5th International Conference on Spoken Language Processing
This paper describes a speaker adaptation technique for a phonetic vocoder based on HMM. In the vocoder, the encoder performs phoneme recognition and transmits phoneme indexes and state durations to the decoder, and the decoder synthesizes speech using HMM-based speech synthesis technique. One of the main problems of this vocoder is that the voice characteristics of synthetic speech depend on HMMs used in the decoder, and are therefore fixed regardless of a variety of input speakers. To overcome this problem, we adapt HMMs to input speech by transmitting transfer vectors, information on mismatch between the input speech and HMMs. The results of the subjective tests show that the performance of the proposed vocoder without quantization of transfer vectors is comparable to that of a speaker dependent vocoder.
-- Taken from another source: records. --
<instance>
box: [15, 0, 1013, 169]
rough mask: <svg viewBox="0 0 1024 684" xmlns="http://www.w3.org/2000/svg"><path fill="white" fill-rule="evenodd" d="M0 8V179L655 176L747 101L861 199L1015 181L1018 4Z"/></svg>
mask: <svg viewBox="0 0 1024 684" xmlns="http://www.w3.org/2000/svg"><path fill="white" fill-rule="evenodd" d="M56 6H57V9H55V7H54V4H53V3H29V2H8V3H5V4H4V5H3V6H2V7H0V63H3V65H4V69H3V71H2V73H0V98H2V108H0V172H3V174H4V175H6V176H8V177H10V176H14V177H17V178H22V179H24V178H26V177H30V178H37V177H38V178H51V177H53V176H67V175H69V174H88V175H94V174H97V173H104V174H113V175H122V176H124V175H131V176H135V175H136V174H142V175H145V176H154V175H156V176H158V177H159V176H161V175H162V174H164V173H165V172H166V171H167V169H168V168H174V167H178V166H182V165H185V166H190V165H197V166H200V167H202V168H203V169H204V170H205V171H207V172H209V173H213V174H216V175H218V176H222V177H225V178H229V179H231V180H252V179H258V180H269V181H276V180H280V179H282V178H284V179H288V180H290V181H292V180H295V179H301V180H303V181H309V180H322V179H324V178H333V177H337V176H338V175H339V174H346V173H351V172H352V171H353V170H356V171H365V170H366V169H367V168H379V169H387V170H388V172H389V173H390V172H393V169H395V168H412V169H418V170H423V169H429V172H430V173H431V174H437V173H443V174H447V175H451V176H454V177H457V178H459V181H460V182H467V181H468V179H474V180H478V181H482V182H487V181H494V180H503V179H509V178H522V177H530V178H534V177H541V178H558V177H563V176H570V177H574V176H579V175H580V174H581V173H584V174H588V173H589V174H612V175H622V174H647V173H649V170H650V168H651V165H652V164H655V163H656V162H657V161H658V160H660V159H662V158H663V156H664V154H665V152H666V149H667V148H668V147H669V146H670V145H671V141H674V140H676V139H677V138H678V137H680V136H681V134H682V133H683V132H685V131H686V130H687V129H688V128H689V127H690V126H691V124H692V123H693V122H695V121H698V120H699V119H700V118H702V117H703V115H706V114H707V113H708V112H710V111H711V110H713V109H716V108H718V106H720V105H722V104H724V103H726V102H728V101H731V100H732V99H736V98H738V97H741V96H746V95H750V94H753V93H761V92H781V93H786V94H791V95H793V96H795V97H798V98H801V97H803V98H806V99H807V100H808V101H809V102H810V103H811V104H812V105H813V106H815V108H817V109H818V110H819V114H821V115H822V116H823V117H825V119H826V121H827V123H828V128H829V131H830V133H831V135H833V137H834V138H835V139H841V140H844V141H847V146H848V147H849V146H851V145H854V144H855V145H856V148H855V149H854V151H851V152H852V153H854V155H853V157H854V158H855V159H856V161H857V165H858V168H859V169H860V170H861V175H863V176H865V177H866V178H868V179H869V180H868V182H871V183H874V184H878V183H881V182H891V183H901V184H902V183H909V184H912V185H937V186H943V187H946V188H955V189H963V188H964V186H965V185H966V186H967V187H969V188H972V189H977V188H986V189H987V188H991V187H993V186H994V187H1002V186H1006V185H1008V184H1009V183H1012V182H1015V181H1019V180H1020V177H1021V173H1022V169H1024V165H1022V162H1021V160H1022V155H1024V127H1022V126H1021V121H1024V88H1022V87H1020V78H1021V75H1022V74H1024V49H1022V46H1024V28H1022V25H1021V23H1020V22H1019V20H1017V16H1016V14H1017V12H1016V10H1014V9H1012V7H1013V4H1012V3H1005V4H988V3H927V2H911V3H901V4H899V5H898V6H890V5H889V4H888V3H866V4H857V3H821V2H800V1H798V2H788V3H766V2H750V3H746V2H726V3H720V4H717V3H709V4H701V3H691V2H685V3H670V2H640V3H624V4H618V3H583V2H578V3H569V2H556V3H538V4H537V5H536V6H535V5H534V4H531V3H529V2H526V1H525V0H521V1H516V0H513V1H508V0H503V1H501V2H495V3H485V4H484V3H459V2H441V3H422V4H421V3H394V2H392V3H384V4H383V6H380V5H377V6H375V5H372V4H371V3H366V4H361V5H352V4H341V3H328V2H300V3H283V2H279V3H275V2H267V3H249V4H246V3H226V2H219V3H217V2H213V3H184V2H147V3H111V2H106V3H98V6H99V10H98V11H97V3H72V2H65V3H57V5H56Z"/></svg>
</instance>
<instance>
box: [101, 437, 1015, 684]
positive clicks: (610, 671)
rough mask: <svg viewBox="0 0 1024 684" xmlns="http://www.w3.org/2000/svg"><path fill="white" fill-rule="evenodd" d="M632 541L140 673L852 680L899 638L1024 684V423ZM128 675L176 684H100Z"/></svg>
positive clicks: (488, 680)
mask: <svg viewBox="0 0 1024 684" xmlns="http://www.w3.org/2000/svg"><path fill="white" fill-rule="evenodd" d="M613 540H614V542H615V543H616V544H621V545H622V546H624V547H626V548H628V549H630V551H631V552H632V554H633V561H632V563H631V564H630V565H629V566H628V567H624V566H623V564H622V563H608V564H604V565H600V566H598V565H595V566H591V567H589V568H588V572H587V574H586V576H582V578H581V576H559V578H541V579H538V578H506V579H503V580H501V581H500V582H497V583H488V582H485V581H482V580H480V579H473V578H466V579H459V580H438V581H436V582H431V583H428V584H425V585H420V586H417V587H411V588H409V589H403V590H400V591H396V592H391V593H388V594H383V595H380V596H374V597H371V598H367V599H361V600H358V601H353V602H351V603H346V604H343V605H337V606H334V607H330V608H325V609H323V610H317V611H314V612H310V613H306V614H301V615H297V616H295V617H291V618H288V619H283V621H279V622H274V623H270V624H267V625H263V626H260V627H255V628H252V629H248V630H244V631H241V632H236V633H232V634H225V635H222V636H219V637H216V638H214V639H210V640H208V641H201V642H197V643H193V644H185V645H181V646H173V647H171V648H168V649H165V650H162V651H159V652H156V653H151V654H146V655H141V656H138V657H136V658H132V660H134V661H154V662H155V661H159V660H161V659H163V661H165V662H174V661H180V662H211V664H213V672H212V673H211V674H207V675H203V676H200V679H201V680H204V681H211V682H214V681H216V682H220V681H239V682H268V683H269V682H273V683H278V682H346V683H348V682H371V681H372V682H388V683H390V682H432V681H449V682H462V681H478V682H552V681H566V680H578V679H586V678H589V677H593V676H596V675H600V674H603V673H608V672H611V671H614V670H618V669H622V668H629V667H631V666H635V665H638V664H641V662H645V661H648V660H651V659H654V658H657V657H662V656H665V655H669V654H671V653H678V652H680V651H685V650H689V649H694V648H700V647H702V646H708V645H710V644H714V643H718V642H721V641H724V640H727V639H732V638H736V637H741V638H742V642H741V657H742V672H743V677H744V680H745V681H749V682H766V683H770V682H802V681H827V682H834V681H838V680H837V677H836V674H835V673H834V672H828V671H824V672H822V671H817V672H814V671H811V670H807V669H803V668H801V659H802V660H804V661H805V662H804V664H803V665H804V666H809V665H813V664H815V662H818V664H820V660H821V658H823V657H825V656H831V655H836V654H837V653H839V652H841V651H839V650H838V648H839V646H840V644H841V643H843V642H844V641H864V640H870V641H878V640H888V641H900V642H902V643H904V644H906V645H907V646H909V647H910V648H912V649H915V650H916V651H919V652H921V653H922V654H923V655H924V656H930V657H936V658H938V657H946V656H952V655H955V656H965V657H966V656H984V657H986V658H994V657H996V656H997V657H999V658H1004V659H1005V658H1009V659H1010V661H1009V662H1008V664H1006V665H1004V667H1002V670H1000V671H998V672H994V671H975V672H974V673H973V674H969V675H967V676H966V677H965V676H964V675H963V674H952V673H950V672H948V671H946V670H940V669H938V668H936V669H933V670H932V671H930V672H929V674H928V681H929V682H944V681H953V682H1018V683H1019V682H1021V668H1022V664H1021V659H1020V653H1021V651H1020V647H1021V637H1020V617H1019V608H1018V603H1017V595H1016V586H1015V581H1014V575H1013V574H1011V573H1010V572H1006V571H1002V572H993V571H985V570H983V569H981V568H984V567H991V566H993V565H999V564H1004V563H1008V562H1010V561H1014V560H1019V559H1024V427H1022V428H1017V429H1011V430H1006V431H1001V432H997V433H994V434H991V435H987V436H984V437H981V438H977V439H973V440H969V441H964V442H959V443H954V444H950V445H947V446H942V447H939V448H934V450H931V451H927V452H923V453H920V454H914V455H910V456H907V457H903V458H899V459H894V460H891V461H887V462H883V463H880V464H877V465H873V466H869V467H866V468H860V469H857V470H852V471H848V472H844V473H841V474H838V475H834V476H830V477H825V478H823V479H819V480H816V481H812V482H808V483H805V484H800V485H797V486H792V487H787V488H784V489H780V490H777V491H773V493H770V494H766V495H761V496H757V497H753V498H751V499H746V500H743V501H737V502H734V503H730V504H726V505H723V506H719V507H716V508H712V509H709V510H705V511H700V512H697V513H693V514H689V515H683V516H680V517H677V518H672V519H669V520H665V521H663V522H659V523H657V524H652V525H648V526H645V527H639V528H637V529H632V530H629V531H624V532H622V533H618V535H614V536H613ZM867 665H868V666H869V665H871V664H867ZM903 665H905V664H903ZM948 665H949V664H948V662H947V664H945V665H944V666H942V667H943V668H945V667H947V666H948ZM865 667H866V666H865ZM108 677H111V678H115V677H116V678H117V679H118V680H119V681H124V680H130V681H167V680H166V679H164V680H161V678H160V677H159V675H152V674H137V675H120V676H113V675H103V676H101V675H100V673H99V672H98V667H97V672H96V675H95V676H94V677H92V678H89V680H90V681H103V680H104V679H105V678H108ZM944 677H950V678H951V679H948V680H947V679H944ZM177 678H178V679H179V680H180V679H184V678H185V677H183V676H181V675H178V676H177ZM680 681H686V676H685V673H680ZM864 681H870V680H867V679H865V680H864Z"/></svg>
#1 - synthesized from original spectral parameters
#2 - coded speech using speaker dependent models
#3 - coded speech using speaker independent models without adaptation
#4 - coded speech using adapted models without quantization of transfer vectors
#5 - coded speech using adapted models with quantization of transfer vectors
Bibliographic reference. Masuko, Takashi / Tokuda, Keiichi / Kobayashi, Takao (1998): "A very low bit rate speech coder using HMM with speaker adaptation", In ICSLP-1998, paper 0777.